The former head of the county’s $10 billion employee pension fund is now collecting $450 a week in unemployment benefits.
Brian White served as CEO of the San Diego County Employees Retirement Association for the last 18 years before abruptly resigning in March and taking home a $250,000 severance payout, worth about a year’s pay.
An unemployment claim notification form obtained from the county shows White submitted a claim for benefits May 10, writing, “I served at the pleasure of the board. The board expressed they no longer had confidence in me.”
White did not immediately respond to requests for comment.
Unemployment benefits are calculated based on salary history, but are capped at $450 a week for 26 weeks. That means White will only be eligible for up to $11,700 before taxes, and as little as $7,600 after taxes – or less than two weeks of the compensation he once received from SDCERA.
To be eligible, employees must be out of work by no fault of their own, physically able to work, actively seeking work and ready to accept work, according to the California Employment Development Department.
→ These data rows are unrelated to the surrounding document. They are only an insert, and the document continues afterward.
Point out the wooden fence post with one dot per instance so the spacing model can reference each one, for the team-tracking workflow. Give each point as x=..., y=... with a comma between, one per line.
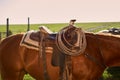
x=7, y=27
x=28, y=24
x=0, y=36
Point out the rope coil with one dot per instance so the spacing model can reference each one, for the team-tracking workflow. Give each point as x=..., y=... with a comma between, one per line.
x=76, y=49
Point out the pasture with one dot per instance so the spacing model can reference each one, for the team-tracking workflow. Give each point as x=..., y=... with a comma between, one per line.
x=90, y=27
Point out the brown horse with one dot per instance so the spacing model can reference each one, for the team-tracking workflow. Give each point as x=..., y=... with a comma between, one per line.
x=102, y=51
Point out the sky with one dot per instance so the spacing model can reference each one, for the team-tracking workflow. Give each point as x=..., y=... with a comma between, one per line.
x=59, y=11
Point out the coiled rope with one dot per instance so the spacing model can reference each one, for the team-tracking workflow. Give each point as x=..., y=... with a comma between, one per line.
x=76, y=49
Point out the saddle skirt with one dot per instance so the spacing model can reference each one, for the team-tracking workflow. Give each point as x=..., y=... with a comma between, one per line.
x=31, y=40
x=28, y=42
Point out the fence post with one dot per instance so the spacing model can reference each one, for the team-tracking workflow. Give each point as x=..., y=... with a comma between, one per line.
x=7, y=28
x=28, y=24
x=0, y=36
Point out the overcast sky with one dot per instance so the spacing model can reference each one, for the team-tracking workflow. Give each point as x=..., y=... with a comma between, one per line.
x=52, y=11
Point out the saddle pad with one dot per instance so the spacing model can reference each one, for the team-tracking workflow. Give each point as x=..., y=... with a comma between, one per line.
x=29, y=43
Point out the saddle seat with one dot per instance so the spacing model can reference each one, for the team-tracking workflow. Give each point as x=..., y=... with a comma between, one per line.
x=36, y=35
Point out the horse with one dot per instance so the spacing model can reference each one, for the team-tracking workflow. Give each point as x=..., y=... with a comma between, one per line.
x=102, y=50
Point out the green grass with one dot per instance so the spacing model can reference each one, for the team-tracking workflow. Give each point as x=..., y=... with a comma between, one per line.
x=92, y=27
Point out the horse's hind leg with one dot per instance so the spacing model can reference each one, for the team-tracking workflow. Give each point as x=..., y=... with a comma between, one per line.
x=12, y=75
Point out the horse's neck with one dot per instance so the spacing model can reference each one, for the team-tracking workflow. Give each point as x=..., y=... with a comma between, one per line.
x=110, y=46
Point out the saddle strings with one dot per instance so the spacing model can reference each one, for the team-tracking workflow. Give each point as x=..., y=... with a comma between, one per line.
x=81, y=41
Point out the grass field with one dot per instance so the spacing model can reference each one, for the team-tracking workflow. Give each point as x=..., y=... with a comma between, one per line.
x=91, y=27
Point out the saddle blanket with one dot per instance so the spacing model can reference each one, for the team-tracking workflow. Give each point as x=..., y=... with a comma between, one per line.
x=32, y=44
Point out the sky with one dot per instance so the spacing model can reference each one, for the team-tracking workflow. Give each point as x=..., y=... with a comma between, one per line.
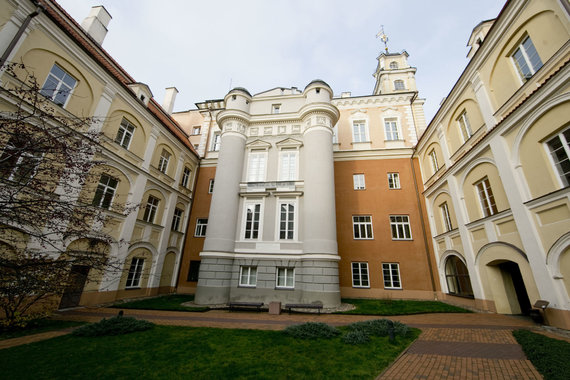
x=205, y=48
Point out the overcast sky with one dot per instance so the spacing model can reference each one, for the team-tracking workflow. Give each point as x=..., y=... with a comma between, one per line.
x=204, y=47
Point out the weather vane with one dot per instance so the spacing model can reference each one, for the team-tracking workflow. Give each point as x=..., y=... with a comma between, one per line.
x=383, y=37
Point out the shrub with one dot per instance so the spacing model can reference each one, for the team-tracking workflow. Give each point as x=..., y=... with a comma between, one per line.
x=113, y=326
x=312, y=330
x=356, y=337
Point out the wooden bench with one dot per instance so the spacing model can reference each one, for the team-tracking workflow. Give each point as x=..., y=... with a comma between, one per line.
x=537, y=311
x=239, y=305
x=317, y=306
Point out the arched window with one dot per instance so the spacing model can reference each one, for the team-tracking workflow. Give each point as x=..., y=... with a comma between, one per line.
x=457, y=276
x=399, y=85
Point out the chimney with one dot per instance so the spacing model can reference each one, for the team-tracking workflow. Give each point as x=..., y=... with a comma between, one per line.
x=169, y=97
x=96, y=23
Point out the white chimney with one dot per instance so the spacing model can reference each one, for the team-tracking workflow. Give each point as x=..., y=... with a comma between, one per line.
x=96, y=23
x=169, y=97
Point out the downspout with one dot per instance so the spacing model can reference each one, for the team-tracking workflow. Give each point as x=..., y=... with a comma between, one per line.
x=39, y=9
x=426, y=244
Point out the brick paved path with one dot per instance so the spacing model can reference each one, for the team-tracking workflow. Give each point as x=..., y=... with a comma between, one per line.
x=451, y=346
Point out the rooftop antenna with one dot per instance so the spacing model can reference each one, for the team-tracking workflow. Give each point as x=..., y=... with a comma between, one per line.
x=383, y=38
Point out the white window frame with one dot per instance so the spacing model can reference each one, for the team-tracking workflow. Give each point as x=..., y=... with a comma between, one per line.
x=164, y=160
x=294, y=203
x=564, y=139
x=359, y=268
x=106, y=190
x=186, y=173
x=282, y=277
x=532, y=69
x=135, y=273
x=151, y=208
x=391, y=133
x=365, y=227
x=176, y=219
x=61, y=87
x=394, y=181
x=256, y=166
x=249, y=273
x=201, y=226
x=359, y=181
x=362, y=131
x=388, y=281
x=125, y=134
x=464, y=126
x=486, y=197
x=446, y=217
x=251, y=232
x=289, y=172
x=400, y=227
State law does allow for people who were fired to collect unemployment in certain instances.
The unemployment notice was processed by a clerk in the county’s risk management department, who reported to state officials, “Mr. White resigned his position effective 3/31/2015.”
County officials did not contest the benefits.
“It’s outrageous that SDCERA’s former CEO milked the state unemployment system after he unfortunately received a hefty severance package due to a poorly written contract. Shame on him and shame on the state,” said County Supervisor Dianne Jacob, a member of the county pension board, in a statement.
“Under the circumstances I don’t have a comment. The actions speak for themselves,” said County Treasurer-Tax Collector Dan McAllister, the only other elected official on the board.
“SDCERA’s relationship was mutually severed by both parties approximately six months ago. The issue of unemployment benefits is an issue between Mr. White and the state of California,” SDCERA board Chairman Skip Murphy said in an email. “SDCERA is not a party to the matter and unemployment benefit payments are not paid by SDCERA but rather through a state agency. Any decision to pursue such benefits is solely in the discretion of Mr. White, and I will not speculate or opine as to his decision to do so.”
Vice Chairman Dave Myers and board member Richard Vortmann declined to comment. The remaining four SDCERA board members did not respond to requests for comment.
White’s departure occurred amid a house-cleaning by the board following criticism over the compensation and investment risks taken by the fund’s outsourced chief investment officer, Lee Partridge of Texas firm Salient Partners. White was an ardent Partridge supporter.
The agency has since begun filling its ranks with new faces, and recently selected David Wescoe as CEO. Wescoe, who’s credited with reforming the city of San Diego’s pension fund from 2006 to 2009, has been serving as SDCERA’s interim CEO under a $25,000 monthly consultant contract since White’s resignation.
Wescoe will now earn an annual $249,745 salary, plus an $8,100 yearly car allowance. He’ll oversee about 80 staff members at the $10 billion retirement fund, which covers 39,000 county employees and retirees.
White isn’t the first six-figure ousted government CEO in the county to obtain unemployment benefits in recent years.
Larry Anderson, former CEO of Oceanside’s Tri-City Hospital, fought to get the same benefits and won over a judge at the Unemployment Insurance Appeals Board. The hospital tried to prove Anderson was at fault for his firing, but Anderson said the outcome vindicated him.